Stagnasi yang Lama

| 8 Comments | No TrackBacks

Kemarin, satu hari setelah Hari Kemerdekaan RI, salah seorang teman lama, Fauziah Swasono, menyapa saya lewat Yahoo! Messenger. Karena status yang saya pasang sengaja diisi kalimat yang bernuansa Hari Kemerdekaan, pertanyaan pertama dari Fauziah langsung tentang sikap saya terhadap kondisi negara kita: optimis, sedih, atau biasa saja?

Saya juga langsung menjawab tanpa didasari pemikiran panjang, Saya tetap optimis, sekalipun agak khawatir kalau misalnya jadi pecah dengan tidak benar.
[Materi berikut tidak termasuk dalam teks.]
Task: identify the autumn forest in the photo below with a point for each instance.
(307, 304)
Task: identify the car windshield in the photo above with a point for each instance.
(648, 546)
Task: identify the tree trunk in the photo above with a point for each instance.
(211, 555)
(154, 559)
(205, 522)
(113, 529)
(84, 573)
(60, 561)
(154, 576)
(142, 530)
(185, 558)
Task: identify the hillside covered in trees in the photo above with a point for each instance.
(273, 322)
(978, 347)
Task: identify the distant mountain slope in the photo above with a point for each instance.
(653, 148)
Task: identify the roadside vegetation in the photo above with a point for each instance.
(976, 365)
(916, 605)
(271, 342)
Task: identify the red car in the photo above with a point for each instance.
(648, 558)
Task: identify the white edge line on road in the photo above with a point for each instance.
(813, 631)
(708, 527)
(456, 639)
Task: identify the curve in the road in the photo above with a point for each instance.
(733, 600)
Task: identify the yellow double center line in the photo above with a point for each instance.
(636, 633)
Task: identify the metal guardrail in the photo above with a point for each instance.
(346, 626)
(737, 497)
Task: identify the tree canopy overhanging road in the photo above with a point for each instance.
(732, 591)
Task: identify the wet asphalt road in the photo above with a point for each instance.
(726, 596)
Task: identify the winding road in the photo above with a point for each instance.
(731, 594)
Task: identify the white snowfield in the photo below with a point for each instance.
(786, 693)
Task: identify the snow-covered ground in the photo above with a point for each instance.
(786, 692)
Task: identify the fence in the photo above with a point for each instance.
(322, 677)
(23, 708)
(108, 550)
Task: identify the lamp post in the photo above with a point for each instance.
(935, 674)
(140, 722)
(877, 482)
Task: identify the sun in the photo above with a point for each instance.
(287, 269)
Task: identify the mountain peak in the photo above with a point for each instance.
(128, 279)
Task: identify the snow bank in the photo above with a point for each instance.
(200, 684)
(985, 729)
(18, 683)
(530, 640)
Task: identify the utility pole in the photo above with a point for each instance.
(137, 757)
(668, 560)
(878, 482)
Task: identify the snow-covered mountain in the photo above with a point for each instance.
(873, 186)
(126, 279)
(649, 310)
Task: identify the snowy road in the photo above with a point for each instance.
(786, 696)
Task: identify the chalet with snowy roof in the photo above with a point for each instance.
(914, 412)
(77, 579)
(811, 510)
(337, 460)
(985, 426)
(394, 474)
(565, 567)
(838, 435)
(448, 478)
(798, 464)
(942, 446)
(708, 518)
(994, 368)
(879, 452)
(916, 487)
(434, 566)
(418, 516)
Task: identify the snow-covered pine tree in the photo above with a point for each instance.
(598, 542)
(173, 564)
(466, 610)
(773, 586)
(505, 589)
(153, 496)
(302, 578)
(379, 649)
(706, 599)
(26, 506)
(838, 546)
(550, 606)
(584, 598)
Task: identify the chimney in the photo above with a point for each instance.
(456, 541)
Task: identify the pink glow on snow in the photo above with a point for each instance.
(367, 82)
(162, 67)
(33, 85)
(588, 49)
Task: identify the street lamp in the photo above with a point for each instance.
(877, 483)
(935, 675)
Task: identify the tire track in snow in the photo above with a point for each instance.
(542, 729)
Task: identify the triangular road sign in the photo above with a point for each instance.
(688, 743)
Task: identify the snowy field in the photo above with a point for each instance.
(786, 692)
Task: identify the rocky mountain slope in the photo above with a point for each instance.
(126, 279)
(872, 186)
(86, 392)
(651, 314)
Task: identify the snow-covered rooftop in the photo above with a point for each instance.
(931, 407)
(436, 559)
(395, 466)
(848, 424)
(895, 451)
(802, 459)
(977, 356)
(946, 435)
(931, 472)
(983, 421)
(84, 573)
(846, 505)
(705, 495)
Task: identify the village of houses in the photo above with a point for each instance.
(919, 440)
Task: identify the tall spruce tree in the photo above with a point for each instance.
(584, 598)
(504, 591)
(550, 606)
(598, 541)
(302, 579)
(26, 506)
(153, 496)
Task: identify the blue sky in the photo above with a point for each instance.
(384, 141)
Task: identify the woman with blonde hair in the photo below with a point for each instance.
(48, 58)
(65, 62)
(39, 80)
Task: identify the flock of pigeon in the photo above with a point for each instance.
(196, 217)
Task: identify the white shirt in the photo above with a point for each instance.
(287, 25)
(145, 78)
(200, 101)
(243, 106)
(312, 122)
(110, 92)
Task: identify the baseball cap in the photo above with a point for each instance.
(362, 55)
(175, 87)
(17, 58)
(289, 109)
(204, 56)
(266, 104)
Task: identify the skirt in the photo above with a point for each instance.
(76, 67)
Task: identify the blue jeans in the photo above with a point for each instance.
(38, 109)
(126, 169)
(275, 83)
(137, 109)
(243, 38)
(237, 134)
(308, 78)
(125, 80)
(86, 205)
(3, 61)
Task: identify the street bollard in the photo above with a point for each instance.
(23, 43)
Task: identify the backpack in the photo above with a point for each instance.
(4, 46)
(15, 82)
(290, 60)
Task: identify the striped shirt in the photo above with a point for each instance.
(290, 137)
Barangkali terdengar terlalu membesar-besarkan masalah, namun salah satu suplemen Harian Kompas yang saya baca pada Agustus 2000 — setahun sebelum saya meninggalkan Indonesia — berisi tentang resiko demokrasi untuk negara-negara yang dianggap “belum siap” dan ancaman disintegrasi di Indonesia. Reaksi Fauziah yang hari-hari ini sedang mengunjungi Indonesia (dia sendiri sedang menyelesaikan program doktoral di Hitotsubashi University, Tokyo, Jepang) menjawab lebih realistis, Dugaan gua sih pecah mungkin nggak, tapi perbaikan akan memakan waktu sangat panjang. Dia melanjutkan dengan kekhawatiran bahwa Indonesia mengalami stagnasi seperti halnya Filipina pada beberapa tahun terakhir ini yang menyebabkan antara lain terjadi lonjakan imigrasi keluar dari negara itu.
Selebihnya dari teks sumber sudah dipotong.